I was going through some old posts this week as I was preparing for a radio interview, and I found this post from March 29, 2103. I thought it might be good to re-post it here. Two weeks ago, when I posted about Losing My Religion, many reacted by saying that maybe the priest was just having a bad day, as if my frustration was based on a single episode. And at that point it’s hard to argue without sounding defensive, even though I know what was in my own heart. Then I came across my own post on this exact topic from months ago. Maybe many who have joined the NSS ranks recently haven’t seen it since it’s buried behind many other posts. So here it is again, a reminder that what I’ve been talking about these past weeks isn’t new, isn’t isolated, and has been on the pope’s radar screen since the beginning of his papacy. Here you go:
I’d like to backtrack for a minute and make sure you all had a chance to read what I think is a critical and spot-on portion of Pope Francis’ homily — directed toward priests — at the Chrism Mass yesterday. When I read this, I was moved by the beauty of both the content and the language, and by the truth that this pope speaks.
I know what it’s like NOT to have this kind of experience of church, of liturgy, of priesthood, and it has affected my spiritual life mightily. This pope gets what people want and need. Now we have to pray that his priests and bishops are listening and take his message to heart.
From Pope Francis:
“A good priest can be recognized by the way his people are anointed. This is a clear test. When our people are anointed with the oil of gladness, it is obvious: for example, when they leave Mass looking as if they have heard good news. Our people like to hear the Gospel preached with “unction”, they like it when the Gospel we preach touches their daily lives, when it runs down like the oil of Aaron to the edges of reality, when it brings light to moments of extreme darkness, to the “outskirts” where people of faith are most exposed to the onslaught of those who want to tear down their faith.”
I cannot tell you the last time I felt “anointed,” the last time I felt the Gospel running down into my darkness like oil of gladness. How I long for that experience. My heart is crying out for healing oil to quench the parched earth of my soul, but it’s nowhere to be found. At least not anywhere I’ve been lately. And based on what I hear from lots and lots of people who have given up on faith completely, it’s not anywhere that they have found either. And so the pews are more empty than full, and those are that are full are often occupied in body only.
More from Pope Francis:
“A priest who seldom goes out of himself, who anoints little – I won’t say ‘not at all’ because, thank God, our people take our oil from us anyway – misses out on the best of our people, on what can stir the depths of his priestly heart. Those who do not go out of themselves, instead of being mediators, gradually become intermediaries, managers. We know the difference: the intermediary, the manager, ‘has already received his reward,’ and since he doesn’t put his own skin and his own heart on the line, he never hears a warm, heartfelt word of thanks. This is precisely the reason why some priests grow dissatisfied, become sad priests, lose heart and become in some sense collectors of antiques or novelties – instead of being shepherds living with ‘the smell of the sheep,’ shepherds in the midst of their flock, fishers of men.”

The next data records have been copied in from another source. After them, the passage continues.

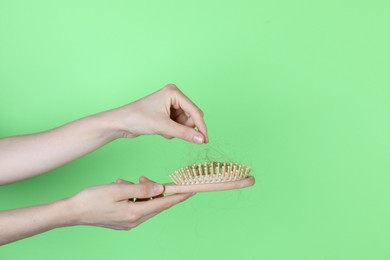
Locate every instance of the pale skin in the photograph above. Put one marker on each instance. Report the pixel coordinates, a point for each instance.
(167, 112)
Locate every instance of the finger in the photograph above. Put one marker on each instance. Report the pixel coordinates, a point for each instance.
(123, 181)
(142, 190)
(160, 204)
(143, 179)
(193, 111)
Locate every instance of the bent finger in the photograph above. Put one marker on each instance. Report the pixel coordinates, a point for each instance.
(159, 204)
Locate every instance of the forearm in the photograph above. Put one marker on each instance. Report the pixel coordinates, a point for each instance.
(21, 223)
(29, 155)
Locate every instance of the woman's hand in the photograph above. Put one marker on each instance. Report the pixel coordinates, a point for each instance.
(167, 112)
(109, 206)
(112, 205)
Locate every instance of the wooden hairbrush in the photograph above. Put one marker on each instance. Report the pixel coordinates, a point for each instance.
(214, 176)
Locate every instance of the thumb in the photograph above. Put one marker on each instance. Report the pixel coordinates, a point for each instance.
(142, 190)
(184, 132)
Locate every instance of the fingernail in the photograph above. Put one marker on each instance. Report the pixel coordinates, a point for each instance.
(198, 139)
(158, 188)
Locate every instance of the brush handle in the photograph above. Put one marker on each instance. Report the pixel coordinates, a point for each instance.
(171, 188)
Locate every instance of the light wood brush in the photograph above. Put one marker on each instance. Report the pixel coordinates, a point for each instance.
(214, 176)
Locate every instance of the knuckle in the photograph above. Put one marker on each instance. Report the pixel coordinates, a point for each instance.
(170, 87)
(143, 191)
(201, 112)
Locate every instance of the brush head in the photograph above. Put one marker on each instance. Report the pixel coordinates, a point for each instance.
(210, 176)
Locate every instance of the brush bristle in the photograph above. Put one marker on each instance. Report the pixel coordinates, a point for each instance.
(214, 172)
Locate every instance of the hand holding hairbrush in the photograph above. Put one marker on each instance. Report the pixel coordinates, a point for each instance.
(214, 176)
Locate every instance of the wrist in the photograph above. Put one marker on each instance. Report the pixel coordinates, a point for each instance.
(66, 213)
(109, 125)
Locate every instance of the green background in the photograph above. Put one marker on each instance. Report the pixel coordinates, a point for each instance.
(299, 90)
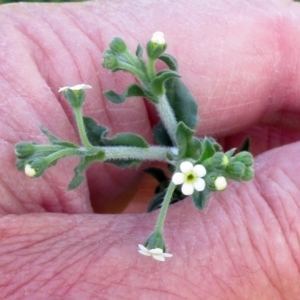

I know there are priests out there who fit this description, and thank God for them. I see it even on my Facebook feed and feel a pang of jealousy as various friends talk about the powerful beauty of a liturgy or homily that brought them to tears. Unfortunately the only tears I’ve shed over a homily or liturgy in recent years have been tears of disappointment, tears of confusion, and tears of rage. No wonder I’ve spent so much time in spiritual darkness of late. No on is minding the flock. No one is guiding us home. No one is willing to live with the “smell of the sheep.”
At Mass last night, as I listened to the subtle ways a priest can strip the Eucharist of its beauty — like by telling us that back in his day there was all this emphasis on the Real Presence and how today, instead, we shouldn’t worry so much about whether Jesus is really present and ask ourselves if we are really present — I kept thinking back to when I was a teenager and I did cry through the Good Friday liturgy because of a homily so powerful it shook me to my core. I thought back to parish missions that filled me with joy and fervor. I thought back to just a few years ago when I would sit at Mass and feel as though every Sunday homily had been written just for me and spoke directly to my heart. But those days are gone, or they’ve been gone, and I don’t see a return anywhere in sight.
Thank you, Pope Francis, for reminding your priests — for reminding us — what we need and what we should expect from those whose life work is to guide us closer to Jesus. We deserve shepherds willing to live with the smell of their sheep.